Although it has been nearly 30 years since the addiction treatment disclosure rules of Title 42 CFR, Part 2 have undergone change, the climate of gathering, sharing and protecting data has been anything but static. Proposed rule modifications are now in development, and they will require the careful attention of providers.
As you know, Title 42 CFR, Part 2 limits certain disclosures regarding addiction treatment without the treated individual’s written consent. However, for-profit programs and private practitioners that do not receive federal assistance are not subject to the requirements of 42 CFR, Part 2.
On February 9, 2016, the U.S. Department of Health and Human Services (HHS) released proposed rules designed to modify aspects of 42 CFR, Part 2. In the main, these changes would allow providers to share information more freely about an individual who has been diagnosed with or treated for addiction. Although the proposal is extensive and still maintains HIPAA’s requirement that the individual must grant prior consent for the disclosure of his or her personal health information, the new rules would allow treatment programs to obtain a general disclosure consent from the individual—such as the name of a health information exchange or “my treating providers,” rather than requiring the individual to include the name or title of the specific individuals or organizations in a written consent form to which disclosures may be made, as is currently the case.
Additionally, to balance the allowance of more general disclosure consents, the proposed rules require greater specificity in other areas—namely, requirements to identify the program (or other holder of the information) that will be making a disclosure and to explicitly describe the substance use disorder-related information to be disclosed. According to the proposed rules, descriptions such as “all my records” and “only the substance use disorder records my family knows about” are insufficient.

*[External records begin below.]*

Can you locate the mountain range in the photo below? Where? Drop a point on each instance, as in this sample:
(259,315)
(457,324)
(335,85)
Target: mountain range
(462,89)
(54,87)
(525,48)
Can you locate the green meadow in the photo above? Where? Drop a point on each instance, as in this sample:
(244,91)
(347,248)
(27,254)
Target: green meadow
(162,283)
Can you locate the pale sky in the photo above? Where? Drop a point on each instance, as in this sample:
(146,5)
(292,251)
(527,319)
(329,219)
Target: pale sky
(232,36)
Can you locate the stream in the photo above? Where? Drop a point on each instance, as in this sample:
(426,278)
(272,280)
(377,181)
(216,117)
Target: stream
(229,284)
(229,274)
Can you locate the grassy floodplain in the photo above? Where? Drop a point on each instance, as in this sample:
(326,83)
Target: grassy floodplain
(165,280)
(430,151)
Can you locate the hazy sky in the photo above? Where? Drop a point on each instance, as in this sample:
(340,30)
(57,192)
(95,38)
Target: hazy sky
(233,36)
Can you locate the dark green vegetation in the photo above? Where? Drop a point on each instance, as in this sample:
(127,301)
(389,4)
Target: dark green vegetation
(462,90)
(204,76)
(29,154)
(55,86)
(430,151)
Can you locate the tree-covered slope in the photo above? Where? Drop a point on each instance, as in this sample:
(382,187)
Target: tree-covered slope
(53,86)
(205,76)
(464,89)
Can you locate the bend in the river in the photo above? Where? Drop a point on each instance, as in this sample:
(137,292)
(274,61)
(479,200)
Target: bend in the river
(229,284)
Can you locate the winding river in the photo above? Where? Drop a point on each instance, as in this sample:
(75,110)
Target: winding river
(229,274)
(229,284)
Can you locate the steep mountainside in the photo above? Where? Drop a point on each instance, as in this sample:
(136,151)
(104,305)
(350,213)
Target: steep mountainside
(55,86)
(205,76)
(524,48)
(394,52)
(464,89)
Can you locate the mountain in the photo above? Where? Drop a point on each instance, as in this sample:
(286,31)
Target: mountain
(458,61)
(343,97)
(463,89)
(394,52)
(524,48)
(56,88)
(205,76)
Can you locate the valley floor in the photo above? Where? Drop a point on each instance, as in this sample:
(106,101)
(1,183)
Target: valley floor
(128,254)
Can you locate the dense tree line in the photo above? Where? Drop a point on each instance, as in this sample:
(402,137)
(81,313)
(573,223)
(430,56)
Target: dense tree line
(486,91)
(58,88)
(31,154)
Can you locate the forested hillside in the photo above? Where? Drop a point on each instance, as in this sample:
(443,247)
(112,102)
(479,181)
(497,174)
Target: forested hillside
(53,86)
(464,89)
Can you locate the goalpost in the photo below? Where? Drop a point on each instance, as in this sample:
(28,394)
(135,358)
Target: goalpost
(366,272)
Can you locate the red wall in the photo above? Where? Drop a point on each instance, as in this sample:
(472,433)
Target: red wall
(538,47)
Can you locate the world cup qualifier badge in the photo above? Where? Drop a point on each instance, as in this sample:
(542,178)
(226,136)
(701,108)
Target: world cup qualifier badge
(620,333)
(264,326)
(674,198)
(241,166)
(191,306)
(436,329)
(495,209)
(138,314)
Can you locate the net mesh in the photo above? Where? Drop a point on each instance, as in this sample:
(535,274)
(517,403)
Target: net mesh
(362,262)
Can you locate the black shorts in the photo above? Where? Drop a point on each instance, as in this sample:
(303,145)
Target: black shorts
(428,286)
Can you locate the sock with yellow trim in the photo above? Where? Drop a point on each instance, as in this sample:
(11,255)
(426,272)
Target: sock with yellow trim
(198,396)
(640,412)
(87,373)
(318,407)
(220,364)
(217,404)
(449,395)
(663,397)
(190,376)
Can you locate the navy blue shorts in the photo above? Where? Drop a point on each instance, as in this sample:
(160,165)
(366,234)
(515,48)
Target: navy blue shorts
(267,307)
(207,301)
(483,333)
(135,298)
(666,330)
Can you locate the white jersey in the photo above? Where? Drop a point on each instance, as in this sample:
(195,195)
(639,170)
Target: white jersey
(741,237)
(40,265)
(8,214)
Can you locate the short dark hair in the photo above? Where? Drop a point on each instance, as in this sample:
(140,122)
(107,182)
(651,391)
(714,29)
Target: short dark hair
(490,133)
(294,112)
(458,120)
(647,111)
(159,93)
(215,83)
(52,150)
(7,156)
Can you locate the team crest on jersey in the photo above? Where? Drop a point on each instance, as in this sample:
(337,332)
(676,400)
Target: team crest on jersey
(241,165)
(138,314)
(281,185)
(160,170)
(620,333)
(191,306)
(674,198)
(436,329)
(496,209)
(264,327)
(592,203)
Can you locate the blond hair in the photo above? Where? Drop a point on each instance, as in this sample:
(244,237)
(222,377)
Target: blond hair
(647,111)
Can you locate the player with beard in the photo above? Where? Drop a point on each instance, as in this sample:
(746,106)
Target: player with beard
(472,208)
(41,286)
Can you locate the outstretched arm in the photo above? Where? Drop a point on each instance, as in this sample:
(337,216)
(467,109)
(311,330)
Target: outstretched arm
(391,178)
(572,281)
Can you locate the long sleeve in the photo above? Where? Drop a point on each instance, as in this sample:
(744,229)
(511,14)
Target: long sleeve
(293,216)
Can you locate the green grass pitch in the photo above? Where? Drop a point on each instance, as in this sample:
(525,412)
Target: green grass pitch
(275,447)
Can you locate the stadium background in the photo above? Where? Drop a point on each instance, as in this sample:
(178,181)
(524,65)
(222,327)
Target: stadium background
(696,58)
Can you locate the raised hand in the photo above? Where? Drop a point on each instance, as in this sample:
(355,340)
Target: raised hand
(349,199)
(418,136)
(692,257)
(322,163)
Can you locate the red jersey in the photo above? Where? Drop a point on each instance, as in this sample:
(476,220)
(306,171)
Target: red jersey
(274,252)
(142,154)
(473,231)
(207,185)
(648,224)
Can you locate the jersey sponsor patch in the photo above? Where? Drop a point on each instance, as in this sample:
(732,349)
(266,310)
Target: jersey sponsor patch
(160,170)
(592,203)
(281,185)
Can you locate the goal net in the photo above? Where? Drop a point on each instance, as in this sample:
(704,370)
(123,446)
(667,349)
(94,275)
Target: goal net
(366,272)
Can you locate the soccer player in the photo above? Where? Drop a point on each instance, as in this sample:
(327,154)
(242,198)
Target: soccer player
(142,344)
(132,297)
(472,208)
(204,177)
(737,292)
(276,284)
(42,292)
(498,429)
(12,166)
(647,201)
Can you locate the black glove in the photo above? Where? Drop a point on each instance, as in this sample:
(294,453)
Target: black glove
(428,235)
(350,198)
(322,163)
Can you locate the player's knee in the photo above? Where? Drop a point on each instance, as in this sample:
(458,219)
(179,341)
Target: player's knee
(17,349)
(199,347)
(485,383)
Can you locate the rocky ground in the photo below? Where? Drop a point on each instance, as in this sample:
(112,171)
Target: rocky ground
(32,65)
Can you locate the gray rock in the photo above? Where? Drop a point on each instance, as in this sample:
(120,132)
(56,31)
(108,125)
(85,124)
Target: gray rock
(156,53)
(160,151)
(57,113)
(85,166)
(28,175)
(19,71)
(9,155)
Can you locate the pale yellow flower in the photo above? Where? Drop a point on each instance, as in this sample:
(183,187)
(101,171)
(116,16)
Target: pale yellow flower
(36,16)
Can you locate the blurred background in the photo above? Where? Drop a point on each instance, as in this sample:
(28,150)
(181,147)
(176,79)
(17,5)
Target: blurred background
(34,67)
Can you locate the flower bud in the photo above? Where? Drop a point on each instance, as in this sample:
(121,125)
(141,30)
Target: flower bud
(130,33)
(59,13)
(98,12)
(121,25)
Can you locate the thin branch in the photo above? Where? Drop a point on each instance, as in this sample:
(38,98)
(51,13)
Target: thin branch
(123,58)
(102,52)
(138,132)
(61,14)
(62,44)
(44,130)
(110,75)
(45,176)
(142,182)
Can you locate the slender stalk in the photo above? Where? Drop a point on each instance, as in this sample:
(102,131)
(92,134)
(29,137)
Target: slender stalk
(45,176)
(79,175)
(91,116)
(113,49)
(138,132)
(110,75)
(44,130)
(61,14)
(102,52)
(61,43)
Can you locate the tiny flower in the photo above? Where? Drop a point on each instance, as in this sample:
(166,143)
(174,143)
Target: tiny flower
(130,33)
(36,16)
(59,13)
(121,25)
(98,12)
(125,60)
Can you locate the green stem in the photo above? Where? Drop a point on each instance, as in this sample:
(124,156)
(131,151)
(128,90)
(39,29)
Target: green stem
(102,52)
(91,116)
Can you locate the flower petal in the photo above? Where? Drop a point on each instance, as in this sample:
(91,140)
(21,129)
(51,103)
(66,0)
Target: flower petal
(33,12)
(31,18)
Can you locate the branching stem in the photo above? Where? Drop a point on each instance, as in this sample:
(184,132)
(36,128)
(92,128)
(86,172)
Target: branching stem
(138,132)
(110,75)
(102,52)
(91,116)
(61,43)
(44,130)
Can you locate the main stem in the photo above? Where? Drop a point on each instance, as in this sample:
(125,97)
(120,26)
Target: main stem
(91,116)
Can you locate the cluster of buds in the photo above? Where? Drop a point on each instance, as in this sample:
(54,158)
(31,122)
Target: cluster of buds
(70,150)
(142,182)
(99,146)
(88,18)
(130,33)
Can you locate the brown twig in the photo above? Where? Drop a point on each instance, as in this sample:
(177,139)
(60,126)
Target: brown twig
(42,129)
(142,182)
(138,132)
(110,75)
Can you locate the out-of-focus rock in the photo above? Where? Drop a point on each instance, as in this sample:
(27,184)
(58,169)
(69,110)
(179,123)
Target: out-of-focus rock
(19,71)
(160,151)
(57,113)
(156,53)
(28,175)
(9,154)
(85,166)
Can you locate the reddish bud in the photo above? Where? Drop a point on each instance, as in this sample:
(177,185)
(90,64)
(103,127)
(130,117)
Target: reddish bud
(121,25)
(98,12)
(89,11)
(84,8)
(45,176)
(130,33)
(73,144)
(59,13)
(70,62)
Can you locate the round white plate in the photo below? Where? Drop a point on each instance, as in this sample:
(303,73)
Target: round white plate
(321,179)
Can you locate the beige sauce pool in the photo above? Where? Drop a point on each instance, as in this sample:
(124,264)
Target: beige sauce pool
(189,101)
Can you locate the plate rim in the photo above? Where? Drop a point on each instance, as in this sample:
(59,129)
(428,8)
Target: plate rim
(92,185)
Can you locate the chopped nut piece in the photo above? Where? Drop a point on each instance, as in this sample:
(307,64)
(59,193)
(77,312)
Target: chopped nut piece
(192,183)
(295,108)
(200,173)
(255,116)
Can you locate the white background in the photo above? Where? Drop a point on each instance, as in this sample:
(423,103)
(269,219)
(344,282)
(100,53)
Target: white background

Last, under the proposed rules, a valid written disclosure consent form must contain representations that the individual signing the form understands the terms of the consent and that the individual understands his or her right to obtain an accounting of disclosures made.
Although the proposed rules have yet to be finalized, many addiction treatment providers are asking how to make sure they are in compliance with the current version of 42 CFR, Part 2 and how they might prepare for any upcoming changes.
From a compliance perspective, there are a few key areas to which providers should consider paying close attention:
1. Policies and Procedures – Does your organization have policies and procedures in place concerning information privacy that are specifically tailored to addiction treatment providers and the requirements of 42 CFR, Part 2, as well as HIPAA regulations? Do your policies and procedures reflect state law requirements? Do you have a trusted advisor able to modify your policies and procedures to reflect changes in the law?
Many provider organizations in the addiction treatment space are still using a set of “canned” policies and procedures downloaded from the internet or purchased from an attorney with little knowledge of addiction treatment regulation. This is a recipe for liability. Make sure your policies and procedures are narrowly tailored for your organization’s needs. Cutting corners in this area can lead to violations, fines and penalties.
2. Education and Training – Does your organization effectively train your staff at least annually on how to properly apply your policies and procedures and the requirements of HIPAA? Does the training cover the requirements of 42 CFR, Part 2, or is it just an “off the shelf” version of HIPAA training designed for a general physician’s office? Does your training cover your organization’s state law obligations as well? Do you have a plan in place to modify your staff training to cover the future regulatory changes set forth in the proposed rules?
Failing to properly train employees regarding your policies and procedures substantially increases your compliance risk. Make sure the necessary education is undertaken frequently and with care, and that your training is updated when legal requirements change.
3. Disclosure Authorization Forms and Other Documentation – Does your organization use up-to-date information disclosures and other authorizations? Do these forms comply with HIPAA, 42 CFR, Part 2, as well as state law restrictions? Do you have a means of amending your forms when federal or state laws are modified?
Using dated forms or “canned” versions may save money in the short run but courts disaster in the long run. In many cases, staying in compliance is much more affordable than you might believe and is certainly less expensive than the costs of defense lawyers, fines and penalties.
Remember, although healthcare compliance requires vigilance, it is a necessity in today’s healthcare regulatory climate. Devoting the necessary time and resources will save you headache (and perhaps heartache) down the line and is, ultimately, the best business decision you can make. In matters of compliance—as well as matters of healthcare—an ounce of prevention is often worth a pound of cure.
Nicholas Merkin is the chief executive officer of Compliagent, a Los Angeles-based regulatory compliance consulting firm for healthcare providers and partner of the American Addiction Treatment Association.
 42 CFR § 2.22—2.31.
 In some cases, state licensing bodies or certification agencies require compliance with these regulations, notwithstanding receipt of federal assistance. Additionally, any provider that uses a controlled substance for detoxification or maintenance treatment of a substance use disorder is required to comply with 42 CFR, Part 2 through the provider’s DEA license, regardless of federal assistance.
 81 Fed. Reg. 6987-7024 (February 09, 2016).
 There are other proposed changes, such as those addressing disclosures for research purposes and updating the regulations to cover electronic records, etc.
 Id. at Part D (Confidentiality Restrictions and Safeguards (§ 2.13)).